An Attack Traffic Identification Method Based on Temporal Spectrum
This work addresses network security issues for systems vulnerable to attack traffic, but it is incremental as it builds on existing detection models.
The paper tackled the problem of insufficient robustness and unstable features in network attack detection by proposing a temporal spectrum-based method, which improved identification accuracy by 10% compared to traditional methods and showed strong robustness in noisy environments.
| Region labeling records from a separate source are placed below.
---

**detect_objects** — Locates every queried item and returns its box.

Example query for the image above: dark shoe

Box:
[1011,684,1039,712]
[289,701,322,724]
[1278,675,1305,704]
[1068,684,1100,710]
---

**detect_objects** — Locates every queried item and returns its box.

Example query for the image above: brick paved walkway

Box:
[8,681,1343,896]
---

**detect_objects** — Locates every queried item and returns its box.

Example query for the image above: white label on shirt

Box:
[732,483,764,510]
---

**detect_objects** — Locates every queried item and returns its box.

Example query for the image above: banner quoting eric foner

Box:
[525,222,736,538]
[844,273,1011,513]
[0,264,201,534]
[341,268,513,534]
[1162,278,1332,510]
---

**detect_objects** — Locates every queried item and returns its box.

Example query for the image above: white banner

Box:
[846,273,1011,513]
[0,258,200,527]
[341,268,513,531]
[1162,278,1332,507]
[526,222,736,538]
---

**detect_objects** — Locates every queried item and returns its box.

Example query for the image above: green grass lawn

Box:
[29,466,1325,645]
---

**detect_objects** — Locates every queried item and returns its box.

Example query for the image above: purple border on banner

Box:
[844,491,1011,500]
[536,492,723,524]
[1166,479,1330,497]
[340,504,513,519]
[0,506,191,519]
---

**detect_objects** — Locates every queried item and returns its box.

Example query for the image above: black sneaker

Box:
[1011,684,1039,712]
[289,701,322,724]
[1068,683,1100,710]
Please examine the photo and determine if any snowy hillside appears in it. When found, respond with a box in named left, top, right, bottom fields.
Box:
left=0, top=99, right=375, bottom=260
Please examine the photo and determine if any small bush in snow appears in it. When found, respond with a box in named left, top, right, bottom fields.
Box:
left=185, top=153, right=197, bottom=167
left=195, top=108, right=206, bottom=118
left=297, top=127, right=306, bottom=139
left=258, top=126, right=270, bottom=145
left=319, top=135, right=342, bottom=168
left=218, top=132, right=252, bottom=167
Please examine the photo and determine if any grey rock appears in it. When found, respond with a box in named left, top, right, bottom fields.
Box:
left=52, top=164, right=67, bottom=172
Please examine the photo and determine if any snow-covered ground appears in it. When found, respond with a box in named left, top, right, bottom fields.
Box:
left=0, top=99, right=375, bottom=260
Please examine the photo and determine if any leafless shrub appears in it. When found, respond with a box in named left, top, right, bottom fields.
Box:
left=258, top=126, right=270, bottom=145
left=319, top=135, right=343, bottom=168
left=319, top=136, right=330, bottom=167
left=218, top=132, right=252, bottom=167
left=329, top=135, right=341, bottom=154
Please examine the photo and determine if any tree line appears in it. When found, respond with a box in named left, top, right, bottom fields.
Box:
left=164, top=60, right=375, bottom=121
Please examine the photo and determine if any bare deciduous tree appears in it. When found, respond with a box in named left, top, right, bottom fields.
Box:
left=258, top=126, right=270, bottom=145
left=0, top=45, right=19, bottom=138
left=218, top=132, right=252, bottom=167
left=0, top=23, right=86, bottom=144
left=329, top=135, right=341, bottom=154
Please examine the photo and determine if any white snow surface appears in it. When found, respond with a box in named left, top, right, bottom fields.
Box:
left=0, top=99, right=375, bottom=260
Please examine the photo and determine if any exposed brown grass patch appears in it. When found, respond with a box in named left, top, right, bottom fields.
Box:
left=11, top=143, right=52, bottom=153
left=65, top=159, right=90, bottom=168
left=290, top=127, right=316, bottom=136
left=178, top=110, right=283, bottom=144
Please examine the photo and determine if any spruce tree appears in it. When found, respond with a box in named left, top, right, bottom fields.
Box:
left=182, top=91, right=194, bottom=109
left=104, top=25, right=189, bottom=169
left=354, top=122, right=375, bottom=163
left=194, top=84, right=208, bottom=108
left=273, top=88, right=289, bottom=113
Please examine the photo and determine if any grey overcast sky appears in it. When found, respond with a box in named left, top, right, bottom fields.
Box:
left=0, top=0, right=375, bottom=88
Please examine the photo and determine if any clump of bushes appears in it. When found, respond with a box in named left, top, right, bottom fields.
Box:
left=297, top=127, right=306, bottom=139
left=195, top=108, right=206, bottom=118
To address the issues of insufficient robustness, unstable features, and data noise interference in existing network attack detection and identification models, this paper proposes an attack traffic detection and identification method based on temporal spectrum. First, traffic data is segmented by a sliding window to construct a feature sequence and a corresponding label sequence for network traffic. Next, the proposed spectral label generation methods, SSPE and COAP, are applied to transform the label sequence into spectral labels and the feature sequence into temporal features. Spectral labels and temporal features are used to capture and represent behavioral patterns of attacks. Finally, the constructed temporal features and spectral labels are used to train models, which subsequently detects and identifies network attack behaviors. Experimental results demonstrate that compared to traditional methods, models trained with the SSPE or COAP method improve identification accuracy by 10%, and exhibit strong robustness, particularly in noisy environments.